É em virtude desta ideia que Rousseau perdura como pensador político. A ideia causou tanto bem como mal. Bem no sentido de ter salientado o facto de que sem liberdade, sem espontaneidade, nenhuma sociedade merece ser conservada, que uma sociedade como a concebida pelos utilitaristas do século XVIII, na qual alguns especialistas organizavam o modo de vida de uma forma suave e sem fricções, de forma a dotar o maior número de pessoas com a maior felicidade possível, é repugnante para um ser humano, que prefere a liberdade desordenada, rebelde e espontânea, contanto que seja ele próprio a agir; prefere-o mesmo ao máximo de felicidade, se ela resultar de um sistema artificial, não pela sua própria vontade mas pela de algum especialista superior, algum gestor, alguma organizador da sociedade num padrão determinado.

O mal provocado por Rousseau consiste em ter iniciado a mitologia do eu verdadeiro, em nome da qual nos é permitido forçar as pessoas. Sem dúvida que todos os inquisidores e todas as grandes estruturas religiosas procuraram justificar os seus actos de coerção, que terão ulteriormente parecido, pelo menos a algumas pessoas, cruéis e injustos; mas, pelo menos, invocaram sanções sobrenaturais para eles. Pelo menos invocaram justificações que não era permitido à razão questionar. Mas Rousseau acreditava que tudo podia ser descoberto através apenas da razão humana sem entraves, através apenas da observação desimpedida da natureza, da natureza tridimensional real, da natureza apenas no sentido de objectos e espaço – seres humanos e animais e matéria inanimada. Sem o auxílio da autoridade sobrenatural, teve de recorrer ao monstruoso paradoxo no qual a liberdade acaba por se tornar uma espécie de escravidão, no qual desejar algo não é desejá-lo a não ser que o façamos de uma maneira particular, de uma maneira tal que possamos dizer a um homem: «Pode pensar que é livre, pode pensar que é feliz, pode pensar que quer isto ou aquilo, mas eu sei melhor aquilo que é, o que quer, o que o libertará», e assim por diante. Este é o paradoxo funesto de acordo com o qual um homem, ao perder a sua liberdade política, a sua liberdade económica, é libertado num sentido mais elevado, mais profundo, mais racional, mais natural, que apenas o ditador ou apenas o Estado, apenas a assembleia, apenas a autoridade suprema conhece, pelo que a liberdade mais ilimitada coincide com a autoridade mais rigorosa e limitadora.
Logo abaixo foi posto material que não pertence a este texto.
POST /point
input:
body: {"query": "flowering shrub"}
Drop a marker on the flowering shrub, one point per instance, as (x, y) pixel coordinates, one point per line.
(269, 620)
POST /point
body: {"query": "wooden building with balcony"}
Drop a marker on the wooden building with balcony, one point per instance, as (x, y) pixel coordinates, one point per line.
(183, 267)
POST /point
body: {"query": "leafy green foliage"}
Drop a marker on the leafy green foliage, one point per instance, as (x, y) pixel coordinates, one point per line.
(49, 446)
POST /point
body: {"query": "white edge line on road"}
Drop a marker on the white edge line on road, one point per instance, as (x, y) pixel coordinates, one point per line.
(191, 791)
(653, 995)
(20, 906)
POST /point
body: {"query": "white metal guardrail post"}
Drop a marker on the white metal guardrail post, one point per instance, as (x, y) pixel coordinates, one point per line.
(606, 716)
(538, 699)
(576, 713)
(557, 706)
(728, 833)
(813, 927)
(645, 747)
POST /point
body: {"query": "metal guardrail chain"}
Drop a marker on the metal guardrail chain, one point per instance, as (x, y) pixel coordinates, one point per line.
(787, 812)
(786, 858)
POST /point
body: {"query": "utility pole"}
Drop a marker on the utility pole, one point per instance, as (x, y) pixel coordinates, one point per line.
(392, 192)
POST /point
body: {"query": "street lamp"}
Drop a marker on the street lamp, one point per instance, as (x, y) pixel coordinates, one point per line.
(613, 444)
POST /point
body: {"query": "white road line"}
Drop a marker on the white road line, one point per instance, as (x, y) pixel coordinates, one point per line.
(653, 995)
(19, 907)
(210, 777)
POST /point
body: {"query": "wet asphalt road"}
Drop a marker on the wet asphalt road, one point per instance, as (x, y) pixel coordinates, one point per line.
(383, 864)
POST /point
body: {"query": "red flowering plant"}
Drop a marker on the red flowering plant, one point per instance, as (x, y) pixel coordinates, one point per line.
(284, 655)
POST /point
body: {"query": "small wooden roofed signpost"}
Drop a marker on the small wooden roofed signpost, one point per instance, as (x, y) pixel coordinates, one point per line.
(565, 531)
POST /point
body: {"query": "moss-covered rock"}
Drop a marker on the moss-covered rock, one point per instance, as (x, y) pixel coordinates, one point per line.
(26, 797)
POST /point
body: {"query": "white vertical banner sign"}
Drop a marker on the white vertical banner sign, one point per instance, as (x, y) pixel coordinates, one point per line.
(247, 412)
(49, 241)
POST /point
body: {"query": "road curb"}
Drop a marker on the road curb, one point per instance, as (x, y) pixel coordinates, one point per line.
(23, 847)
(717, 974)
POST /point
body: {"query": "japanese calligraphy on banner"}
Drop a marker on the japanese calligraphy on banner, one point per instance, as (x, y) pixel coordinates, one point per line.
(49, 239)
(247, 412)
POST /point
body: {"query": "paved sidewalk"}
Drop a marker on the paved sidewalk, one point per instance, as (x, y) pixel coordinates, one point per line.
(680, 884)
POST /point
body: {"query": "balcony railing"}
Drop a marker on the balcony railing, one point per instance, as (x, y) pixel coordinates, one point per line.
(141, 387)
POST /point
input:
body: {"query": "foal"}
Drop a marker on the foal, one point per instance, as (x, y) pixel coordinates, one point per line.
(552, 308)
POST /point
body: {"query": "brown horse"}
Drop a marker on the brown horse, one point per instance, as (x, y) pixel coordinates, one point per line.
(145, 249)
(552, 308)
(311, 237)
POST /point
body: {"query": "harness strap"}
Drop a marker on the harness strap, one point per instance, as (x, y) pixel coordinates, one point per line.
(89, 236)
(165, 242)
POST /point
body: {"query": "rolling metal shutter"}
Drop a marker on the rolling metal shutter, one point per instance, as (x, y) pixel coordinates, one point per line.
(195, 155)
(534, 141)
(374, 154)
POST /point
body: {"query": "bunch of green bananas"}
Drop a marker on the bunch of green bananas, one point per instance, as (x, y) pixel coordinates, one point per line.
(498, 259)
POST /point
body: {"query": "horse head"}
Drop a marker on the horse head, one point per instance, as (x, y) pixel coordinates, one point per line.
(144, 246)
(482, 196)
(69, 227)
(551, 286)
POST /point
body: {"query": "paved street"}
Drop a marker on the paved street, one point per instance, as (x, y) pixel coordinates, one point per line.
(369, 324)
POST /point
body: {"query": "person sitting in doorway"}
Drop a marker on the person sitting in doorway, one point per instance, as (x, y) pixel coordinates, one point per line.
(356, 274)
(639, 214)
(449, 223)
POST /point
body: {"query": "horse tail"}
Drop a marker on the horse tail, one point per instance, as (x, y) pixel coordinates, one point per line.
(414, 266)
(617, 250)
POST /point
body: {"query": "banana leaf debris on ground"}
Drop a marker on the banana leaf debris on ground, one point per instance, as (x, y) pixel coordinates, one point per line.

Por esta grande perversão, Rousseau é mais responsável do que qualquer outro pensador que alguma vez tenha vivido. As suas consequências nos séculos XIX e XX não precisam de ser descritas – ainda permanecem connosco. Nesse sentido, não é minimamente paradoxal afirmar que Rousseau, que reivindica ter sido o amante mais ardente e apaixonado da liberdade humana que alguma vez viveu, que procurou libertar todas as grilhetas, os constrangimentos da educação, da sofisticação, da cultura, da convenção, da ciência, da arte, de tudo o que seja, porque todas essas coisas de algum modo o violavam, todas essas coisas de alguma forma limitavam a sua liberdade natural como homem –
Rousseau, apesar de tudo isso, foi um dos mais funestos e formidáveis inimigos da liberdade em toda a história do pensamento moderno."